Opportunity

I’ve spent much of my time as a chaplain being afraid.

“Don’t mess up” was what I told myself as I walked into the building.

Because, of course, there are implications of getting things wrong. If the paperwork is filled out wrong, a body could go to the wrong funeral home. If you read the room wrong when you walk in to offer comfort, you could make the worst day of someone’s life even worse. If you get in the way. If you respond too slowly. If you forget names. If you forget processes.

And. There is the pressure of disappointing God.

(I’m not going to unpack that right now, but I need to name it.)

It felt, to me, like pressure. Even though I knew I could do the paperwork right, that I can read rooms, that I have done this for years. There is always the possibility that this time I won’t get it right.

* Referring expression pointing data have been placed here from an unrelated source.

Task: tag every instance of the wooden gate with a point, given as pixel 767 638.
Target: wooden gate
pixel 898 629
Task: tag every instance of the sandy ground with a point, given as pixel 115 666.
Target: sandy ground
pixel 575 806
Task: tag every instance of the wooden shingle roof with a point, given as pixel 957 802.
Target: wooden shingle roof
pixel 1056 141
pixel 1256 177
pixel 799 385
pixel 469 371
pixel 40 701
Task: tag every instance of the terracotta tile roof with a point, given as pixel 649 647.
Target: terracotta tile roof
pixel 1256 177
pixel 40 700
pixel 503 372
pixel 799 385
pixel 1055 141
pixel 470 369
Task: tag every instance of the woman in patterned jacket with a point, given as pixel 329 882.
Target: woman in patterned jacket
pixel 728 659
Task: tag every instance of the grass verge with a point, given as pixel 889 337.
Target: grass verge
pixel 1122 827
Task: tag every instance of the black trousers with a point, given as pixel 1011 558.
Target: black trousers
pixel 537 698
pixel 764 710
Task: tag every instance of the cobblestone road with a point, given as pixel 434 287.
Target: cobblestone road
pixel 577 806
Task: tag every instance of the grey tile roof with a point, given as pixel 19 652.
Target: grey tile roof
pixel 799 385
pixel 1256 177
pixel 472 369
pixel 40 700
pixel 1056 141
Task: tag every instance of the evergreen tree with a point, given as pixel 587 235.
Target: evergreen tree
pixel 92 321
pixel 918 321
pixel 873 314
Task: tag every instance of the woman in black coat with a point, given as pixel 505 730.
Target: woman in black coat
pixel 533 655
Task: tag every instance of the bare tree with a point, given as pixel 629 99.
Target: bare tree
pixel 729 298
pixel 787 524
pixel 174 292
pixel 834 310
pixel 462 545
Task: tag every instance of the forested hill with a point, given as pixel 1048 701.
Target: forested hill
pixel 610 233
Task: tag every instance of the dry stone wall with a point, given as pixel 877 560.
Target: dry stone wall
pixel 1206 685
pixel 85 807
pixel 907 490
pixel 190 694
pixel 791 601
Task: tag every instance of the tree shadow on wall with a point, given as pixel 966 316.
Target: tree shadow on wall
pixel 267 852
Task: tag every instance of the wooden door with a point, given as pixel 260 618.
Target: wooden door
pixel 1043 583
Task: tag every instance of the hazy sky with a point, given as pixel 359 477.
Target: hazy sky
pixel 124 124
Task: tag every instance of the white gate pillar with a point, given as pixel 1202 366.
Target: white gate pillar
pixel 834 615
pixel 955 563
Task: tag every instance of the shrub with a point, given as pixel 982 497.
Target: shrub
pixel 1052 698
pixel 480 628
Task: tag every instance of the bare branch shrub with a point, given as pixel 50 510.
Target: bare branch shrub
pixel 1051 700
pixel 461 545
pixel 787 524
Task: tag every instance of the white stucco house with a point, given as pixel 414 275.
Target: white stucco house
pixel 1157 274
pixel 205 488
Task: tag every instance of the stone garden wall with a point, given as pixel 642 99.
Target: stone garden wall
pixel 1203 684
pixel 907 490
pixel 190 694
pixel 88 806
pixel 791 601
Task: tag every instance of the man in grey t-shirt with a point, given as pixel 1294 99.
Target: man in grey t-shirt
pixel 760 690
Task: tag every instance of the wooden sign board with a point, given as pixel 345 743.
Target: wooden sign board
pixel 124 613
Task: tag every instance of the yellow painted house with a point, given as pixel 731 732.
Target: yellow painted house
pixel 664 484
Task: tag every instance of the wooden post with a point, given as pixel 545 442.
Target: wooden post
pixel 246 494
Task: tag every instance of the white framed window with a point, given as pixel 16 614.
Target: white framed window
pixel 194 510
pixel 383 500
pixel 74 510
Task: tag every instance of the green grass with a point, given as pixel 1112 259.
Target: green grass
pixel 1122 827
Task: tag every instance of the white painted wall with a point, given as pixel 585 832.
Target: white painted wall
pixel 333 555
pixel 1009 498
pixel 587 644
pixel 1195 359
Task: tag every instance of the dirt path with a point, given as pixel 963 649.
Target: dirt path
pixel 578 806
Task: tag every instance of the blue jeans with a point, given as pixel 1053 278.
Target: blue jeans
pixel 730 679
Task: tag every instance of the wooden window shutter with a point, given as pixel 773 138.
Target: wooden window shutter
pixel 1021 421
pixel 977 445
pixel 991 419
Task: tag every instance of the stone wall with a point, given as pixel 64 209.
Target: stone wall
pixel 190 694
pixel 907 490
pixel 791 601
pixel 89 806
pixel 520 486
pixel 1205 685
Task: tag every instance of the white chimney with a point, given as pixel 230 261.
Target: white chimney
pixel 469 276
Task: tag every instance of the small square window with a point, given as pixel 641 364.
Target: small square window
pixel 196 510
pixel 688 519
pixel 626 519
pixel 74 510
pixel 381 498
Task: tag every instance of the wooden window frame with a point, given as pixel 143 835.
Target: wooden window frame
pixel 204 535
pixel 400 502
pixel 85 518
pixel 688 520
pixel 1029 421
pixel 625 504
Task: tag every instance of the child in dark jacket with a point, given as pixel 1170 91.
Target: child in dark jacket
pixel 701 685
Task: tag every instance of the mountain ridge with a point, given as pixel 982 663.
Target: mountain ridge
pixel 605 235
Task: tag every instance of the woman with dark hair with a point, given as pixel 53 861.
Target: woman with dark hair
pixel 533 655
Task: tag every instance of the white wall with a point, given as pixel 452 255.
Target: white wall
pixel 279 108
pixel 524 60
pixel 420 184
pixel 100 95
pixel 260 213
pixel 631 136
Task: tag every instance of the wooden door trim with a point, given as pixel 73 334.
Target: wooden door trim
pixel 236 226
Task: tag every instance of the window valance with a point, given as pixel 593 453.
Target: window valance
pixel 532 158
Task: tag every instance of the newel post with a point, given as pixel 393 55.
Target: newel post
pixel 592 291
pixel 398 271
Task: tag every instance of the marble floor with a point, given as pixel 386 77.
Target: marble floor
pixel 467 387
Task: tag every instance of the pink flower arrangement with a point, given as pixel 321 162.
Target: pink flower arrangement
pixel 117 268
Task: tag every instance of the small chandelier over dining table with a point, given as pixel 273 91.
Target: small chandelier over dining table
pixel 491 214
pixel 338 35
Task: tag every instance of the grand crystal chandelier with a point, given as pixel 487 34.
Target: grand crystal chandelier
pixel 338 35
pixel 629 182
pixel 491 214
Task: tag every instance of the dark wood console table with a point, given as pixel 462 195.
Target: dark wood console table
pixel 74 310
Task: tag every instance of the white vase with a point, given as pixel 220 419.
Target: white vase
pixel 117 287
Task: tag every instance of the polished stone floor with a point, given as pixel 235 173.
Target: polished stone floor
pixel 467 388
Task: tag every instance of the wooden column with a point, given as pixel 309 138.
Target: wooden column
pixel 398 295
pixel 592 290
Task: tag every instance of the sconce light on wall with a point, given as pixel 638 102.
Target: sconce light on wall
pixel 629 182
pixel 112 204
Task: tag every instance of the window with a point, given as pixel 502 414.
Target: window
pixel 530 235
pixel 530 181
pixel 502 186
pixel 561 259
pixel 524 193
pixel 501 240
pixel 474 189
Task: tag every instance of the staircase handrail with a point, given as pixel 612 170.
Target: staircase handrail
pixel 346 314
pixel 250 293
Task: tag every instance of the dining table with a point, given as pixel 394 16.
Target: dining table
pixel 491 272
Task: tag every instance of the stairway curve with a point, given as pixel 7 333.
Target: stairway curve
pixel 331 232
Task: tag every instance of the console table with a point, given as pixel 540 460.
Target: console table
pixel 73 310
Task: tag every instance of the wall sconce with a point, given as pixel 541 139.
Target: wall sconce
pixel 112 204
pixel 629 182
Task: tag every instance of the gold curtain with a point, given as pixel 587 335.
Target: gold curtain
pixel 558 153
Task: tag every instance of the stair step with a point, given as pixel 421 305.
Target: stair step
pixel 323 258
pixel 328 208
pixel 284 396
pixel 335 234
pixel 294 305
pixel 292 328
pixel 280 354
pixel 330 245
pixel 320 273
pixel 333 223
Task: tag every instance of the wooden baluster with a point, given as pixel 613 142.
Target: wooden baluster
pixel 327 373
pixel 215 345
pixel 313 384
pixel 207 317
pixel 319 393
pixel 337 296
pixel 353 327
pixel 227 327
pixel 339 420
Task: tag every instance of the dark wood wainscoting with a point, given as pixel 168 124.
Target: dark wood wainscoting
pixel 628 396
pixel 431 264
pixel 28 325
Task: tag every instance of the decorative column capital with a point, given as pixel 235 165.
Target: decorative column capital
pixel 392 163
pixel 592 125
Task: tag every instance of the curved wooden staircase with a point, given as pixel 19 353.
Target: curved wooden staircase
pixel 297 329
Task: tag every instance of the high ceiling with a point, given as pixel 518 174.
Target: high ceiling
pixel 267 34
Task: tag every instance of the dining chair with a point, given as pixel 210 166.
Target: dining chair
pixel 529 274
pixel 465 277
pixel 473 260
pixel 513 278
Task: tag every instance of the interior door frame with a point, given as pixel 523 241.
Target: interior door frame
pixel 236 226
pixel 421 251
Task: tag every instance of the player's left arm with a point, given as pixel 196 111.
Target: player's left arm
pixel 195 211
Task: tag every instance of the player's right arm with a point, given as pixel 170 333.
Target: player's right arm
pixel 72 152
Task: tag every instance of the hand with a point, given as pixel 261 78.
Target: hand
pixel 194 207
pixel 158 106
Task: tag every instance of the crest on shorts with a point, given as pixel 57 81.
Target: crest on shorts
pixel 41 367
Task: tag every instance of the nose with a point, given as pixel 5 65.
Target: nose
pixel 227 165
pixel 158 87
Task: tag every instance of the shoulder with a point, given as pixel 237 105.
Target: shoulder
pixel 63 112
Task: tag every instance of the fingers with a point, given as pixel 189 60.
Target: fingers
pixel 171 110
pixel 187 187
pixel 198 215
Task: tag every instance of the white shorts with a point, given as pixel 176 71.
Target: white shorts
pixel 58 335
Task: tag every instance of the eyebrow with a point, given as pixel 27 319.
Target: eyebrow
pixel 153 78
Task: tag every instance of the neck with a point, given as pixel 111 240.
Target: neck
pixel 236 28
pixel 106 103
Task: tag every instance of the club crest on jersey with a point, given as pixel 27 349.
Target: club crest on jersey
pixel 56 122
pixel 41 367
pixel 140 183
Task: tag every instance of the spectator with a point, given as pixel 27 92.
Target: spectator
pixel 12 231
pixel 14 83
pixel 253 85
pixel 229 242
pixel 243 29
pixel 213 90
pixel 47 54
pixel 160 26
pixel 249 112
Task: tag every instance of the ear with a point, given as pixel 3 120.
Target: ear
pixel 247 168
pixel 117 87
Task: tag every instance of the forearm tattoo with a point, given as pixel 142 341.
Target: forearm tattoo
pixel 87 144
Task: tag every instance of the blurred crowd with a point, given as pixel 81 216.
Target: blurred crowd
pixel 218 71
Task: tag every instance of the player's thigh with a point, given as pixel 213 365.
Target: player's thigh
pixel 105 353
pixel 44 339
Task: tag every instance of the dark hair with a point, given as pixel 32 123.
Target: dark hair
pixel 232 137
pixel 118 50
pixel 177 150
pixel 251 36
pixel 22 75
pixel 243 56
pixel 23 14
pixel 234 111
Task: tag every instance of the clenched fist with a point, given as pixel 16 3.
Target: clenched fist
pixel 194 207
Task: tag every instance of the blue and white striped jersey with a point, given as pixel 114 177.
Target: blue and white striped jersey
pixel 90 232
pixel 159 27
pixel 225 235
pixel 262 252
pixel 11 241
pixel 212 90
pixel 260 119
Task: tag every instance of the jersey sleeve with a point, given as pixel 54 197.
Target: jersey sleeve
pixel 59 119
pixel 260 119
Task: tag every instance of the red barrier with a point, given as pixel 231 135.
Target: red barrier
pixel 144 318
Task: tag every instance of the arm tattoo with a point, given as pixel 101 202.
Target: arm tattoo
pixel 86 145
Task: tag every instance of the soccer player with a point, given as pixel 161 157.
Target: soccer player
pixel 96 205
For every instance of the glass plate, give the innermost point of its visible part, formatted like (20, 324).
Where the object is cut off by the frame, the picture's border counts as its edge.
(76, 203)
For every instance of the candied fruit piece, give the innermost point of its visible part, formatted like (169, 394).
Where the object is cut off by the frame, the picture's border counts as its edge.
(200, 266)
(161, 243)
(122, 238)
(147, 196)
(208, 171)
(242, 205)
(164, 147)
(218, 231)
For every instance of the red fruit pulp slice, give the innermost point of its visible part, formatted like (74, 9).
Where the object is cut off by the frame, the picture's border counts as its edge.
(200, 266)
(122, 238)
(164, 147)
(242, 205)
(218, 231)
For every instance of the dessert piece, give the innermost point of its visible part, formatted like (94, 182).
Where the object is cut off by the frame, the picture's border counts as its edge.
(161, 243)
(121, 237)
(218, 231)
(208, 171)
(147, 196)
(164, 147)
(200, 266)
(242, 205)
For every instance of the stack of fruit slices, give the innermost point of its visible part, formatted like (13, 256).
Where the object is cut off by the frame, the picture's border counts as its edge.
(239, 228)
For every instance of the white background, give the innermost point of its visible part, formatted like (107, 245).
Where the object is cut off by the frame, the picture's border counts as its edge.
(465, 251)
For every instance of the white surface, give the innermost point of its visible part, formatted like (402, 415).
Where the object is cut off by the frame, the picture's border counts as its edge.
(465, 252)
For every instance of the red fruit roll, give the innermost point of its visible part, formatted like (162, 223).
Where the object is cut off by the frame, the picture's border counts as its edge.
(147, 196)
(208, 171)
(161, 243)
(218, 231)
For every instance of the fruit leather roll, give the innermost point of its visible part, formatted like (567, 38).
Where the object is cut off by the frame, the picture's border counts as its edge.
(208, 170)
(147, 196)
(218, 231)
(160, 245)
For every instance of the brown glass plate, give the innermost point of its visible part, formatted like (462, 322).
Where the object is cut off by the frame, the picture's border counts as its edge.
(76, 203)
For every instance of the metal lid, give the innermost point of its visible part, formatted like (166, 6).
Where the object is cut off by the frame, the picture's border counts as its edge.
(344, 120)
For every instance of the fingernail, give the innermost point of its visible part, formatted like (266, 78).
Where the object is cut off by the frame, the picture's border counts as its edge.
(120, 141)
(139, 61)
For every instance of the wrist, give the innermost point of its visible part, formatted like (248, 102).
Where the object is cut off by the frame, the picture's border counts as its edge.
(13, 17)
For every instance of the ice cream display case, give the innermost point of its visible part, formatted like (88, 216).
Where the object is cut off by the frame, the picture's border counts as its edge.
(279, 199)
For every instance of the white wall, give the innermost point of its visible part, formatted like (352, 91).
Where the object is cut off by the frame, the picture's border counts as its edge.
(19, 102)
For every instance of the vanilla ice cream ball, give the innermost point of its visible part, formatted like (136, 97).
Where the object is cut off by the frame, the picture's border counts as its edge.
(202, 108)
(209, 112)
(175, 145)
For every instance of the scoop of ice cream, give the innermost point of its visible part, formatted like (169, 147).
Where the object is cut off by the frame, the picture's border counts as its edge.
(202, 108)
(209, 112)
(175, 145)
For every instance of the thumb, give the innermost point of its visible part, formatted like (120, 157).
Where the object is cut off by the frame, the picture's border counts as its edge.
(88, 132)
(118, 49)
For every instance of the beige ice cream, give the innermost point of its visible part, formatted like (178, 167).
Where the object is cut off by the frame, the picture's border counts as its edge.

What other people saw was opportunity.

This is an opportunity, on the worst day of someone’s life, to be helpful. This is an opportunity to find family members when there are none listed. This is an opportunity to be present, to be quiet, to speak the name of an infant, still warm, when no one else representing God is present.

I’m wrestling these days with navigating pressure and opportunity.

I have a feeling that focusing on the opportunity to be helpful is more healthy for everyone than leaning into the pressure to not mess up. I also have a feeling that I’m not alone in living with the pressure.

So. Let’s do what we have the opportunity to do with gratitude and hope.